为什么此函数调用的执行时间会改变? [英] Why is the execution time of this function call changing?

查看:72
本文介绍了为什么此函数调用的执行时间会改变?的处理方法,对大家解决问题具有一定的参考价值,需要的朋友们下面随着小编来一起学习吧!

问题描述

此问题似乎仅影响Chrome / V8,在Firefox或其他浏览器中可能无法再现。总之,如果在其他任何地方使用新的回调函数调用函数,则函数回调函数的执行时间将增加一个数量级或更多。

This issue seems to only affect Chrome/V8, and may not be reproducible in Firefox or other browsers. In summary, the execution time of a function callback increases by an order of magnitude or more if the function is called with a new callback anywhere else.
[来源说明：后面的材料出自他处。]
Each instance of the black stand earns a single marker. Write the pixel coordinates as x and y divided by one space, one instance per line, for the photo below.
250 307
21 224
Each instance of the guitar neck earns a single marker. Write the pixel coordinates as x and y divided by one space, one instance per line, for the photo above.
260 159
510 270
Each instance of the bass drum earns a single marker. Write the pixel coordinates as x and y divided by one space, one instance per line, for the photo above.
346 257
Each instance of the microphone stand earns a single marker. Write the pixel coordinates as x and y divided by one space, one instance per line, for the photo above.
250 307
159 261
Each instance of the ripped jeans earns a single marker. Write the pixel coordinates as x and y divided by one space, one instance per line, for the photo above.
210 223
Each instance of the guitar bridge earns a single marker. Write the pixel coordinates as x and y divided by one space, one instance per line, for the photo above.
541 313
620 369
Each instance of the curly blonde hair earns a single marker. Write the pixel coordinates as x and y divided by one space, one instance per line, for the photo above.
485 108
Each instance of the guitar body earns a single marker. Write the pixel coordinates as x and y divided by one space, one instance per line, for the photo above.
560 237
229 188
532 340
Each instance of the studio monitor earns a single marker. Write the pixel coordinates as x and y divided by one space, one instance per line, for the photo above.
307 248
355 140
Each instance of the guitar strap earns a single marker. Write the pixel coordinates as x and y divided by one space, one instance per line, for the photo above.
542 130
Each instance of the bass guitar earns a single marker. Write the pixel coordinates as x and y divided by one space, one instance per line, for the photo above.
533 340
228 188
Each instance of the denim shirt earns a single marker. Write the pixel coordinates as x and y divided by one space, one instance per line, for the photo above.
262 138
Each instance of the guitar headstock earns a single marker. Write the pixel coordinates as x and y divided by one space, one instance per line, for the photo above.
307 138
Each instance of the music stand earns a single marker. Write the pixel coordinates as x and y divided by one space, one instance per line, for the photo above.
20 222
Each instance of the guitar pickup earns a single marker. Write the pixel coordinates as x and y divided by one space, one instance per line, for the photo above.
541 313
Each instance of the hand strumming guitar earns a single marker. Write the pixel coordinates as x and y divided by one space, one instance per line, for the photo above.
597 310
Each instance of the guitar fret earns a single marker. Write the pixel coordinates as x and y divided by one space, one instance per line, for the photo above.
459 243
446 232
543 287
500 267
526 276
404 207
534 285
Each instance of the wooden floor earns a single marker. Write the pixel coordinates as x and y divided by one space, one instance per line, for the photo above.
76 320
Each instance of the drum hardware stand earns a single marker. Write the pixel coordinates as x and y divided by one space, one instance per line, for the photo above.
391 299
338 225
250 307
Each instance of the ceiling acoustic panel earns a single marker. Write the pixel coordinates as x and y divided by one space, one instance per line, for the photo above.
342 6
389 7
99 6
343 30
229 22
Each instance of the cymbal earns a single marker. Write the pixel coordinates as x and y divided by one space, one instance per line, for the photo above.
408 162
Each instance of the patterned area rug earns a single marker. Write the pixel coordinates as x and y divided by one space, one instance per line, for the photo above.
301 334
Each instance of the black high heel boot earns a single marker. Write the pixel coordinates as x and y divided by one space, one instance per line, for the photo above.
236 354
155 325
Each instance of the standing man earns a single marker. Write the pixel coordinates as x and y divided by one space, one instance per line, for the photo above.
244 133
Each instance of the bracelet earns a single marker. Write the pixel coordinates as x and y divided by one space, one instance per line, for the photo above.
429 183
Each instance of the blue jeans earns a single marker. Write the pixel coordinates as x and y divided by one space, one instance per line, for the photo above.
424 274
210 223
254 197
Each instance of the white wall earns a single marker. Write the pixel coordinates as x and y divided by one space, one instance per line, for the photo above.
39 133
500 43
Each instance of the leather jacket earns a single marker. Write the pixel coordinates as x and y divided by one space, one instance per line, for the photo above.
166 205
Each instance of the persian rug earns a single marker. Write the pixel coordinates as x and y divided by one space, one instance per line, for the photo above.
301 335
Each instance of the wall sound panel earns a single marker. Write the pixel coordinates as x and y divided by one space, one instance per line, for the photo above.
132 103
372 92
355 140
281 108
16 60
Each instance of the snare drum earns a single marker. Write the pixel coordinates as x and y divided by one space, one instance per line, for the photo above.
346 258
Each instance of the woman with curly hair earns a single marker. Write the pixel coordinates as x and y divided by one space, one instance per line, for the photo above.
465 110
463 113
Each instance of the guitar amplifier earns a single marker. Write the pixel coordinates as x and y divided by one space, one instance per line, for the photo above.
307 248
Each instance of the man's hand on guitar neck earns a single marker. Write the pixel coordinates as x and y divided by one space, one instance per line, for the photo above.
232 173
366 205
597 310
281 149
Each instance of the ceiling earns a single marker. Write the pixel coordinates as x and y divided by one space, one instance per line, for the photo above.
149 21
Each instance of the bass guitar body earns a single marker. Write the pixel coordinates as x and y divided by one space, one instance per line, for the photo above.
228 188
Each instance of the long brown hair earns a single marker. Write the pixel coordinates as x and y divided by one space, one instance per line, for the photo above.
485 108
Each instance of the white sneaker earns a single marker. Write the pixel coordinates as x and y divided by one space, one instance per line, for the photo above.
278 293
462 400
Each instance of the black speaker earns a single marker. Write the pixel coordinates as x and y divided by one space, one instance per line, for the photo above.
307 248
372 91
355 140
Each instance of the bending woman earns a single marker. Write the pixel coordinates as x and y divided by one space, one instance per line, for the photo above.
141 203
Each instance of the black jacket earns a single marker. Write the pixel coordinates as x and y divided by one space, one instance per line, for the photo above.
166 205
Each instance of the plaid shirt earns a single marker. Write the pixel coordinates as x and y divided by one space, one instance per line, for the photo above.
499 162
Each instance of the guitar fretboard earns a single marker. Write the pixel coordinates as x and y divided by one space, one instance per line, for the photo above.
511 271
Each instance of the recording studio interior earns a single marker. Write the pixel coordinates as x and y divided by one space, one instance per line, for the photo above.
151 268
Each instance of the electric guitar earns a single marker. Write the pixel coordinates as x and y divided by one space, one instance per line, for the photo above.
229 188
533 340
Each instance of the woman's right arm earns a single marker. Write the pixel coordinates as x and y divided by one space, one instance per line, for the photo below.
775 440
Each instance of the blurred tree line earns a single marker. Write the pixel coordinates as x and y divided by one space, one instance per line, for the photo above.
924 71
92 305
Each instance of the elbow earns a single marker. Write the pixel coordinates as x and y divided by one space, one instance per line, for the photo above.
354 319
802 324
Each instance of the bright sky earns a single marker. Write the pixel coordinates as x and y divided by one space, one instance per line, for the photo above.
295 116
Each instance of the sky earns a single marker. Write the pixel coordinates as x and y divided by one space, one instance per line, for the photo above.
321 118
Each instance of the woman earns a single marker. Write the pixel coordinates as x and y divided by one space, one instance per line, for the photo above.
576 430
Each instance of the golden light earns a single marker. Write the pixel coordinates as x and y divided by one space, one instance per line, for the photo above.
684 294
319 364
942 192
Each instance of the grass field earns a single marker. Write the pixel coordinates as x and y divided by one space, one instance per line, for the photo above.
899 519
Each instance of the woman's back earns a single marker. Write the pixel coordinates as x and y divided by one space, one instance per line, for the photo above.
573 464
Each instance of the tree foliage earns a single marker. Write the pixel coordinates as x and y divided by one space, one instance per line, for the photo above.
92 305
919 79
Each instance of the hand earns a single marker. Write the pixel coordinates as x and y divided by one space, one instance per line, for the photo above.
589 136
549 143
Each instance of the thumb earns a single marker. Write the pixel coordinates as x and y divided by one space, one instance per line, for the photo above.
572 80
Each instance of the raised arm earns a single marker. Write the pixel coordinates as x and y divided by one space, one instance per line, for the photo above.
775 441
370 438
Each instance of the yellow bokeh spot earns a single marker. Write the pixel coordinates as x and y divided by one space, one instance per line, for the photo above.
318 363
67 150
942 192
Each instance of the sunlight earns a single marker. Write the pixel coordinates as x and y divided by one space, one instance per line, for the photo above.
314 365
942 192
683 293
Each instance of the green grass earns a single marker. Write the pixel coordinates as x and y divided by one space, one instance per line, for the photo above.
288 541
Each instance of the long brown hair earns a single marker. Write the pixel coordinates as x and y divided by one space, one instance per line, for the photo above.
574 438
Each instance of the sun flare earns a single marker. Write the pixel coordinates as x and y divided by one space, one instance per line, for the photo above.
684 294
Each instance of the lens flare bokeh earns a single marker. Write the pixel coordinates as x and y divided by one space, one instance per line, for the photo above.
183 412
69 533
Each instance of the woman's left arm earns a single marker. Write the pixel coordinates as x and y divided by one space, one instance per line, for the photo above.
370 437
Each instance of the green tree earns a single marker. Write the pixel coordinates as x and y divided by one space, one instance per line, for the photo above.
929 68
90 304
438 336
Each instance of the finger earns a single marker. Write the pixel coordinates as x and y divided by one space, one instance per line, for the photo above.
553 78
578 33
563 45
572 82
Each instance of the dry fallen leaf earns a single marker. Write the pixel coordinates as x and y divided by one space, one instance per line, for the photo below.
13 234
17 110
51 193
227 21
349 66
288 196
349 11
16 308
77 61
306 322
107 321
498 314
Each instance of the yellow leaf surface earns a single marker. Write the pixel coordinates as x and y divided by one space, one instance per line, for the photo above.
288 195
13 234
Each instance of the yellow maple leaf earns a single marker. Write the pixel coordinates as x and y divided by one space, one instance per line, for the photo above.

任意多次调用 test(callback)可以正常工作,但是一旦调用 test(differentCallback),无论提供了什么回调, test 函数的执行时间都会大大增加(即,再次调用 test(callback)也将受到影响。)

Calling test(callback) arbitrarily many times works as expected, but once you call test(differentCallback), the execution time of the test function increases dramatically no matter what callback is provided (i.e., another call to test(callback) would suffer as well).

此示例已更新为使用自变量,以便不会被优化为空循环。回调参数 a b 相加并加到总计

This example was updated to use arguments so as to not be optimized to an empty loop. Callback arguments a and b are summed and added to total, which is logged.

function test(callback) {
    let start = performance.now(),
        total = 0;

    // add callback result to total
    for (let i = 0; i < 1e6; i++)
        total += callback(i, i + 1);

    console.log(`took ${(performance.now() - start).toFixed(2)}ms | total: ${total}`);
}

let callback1 = (a, b) => a + b,
    callback2 = (a, b) => a + b;

console.log('FIRST CALLBACK: FASTER');
for (let i = 1; i < 10; i++)
    test(callback1);

console.log('\nNEW CALLBACK: SLOWER');
for (let i = 1; i < 10; i++)
    test(callback2);

我正在开发 StateMachine 类()用于我正在编写和编写的库逻辑按预期工作,但是在分析它时,我遇到了一个问题。我注意到,当我运行概要分析代码片段(在全局范围内)时,只需大约8毫秒即可完成,但是如果我第二次运行它,则可能需要50毫秒,最终会膨胀到400毫秒。通常,随着V8引擎对其进行优化,一遍又一遍地运行相同的命名函数会导致其执行时间 drop ,但似乎相反。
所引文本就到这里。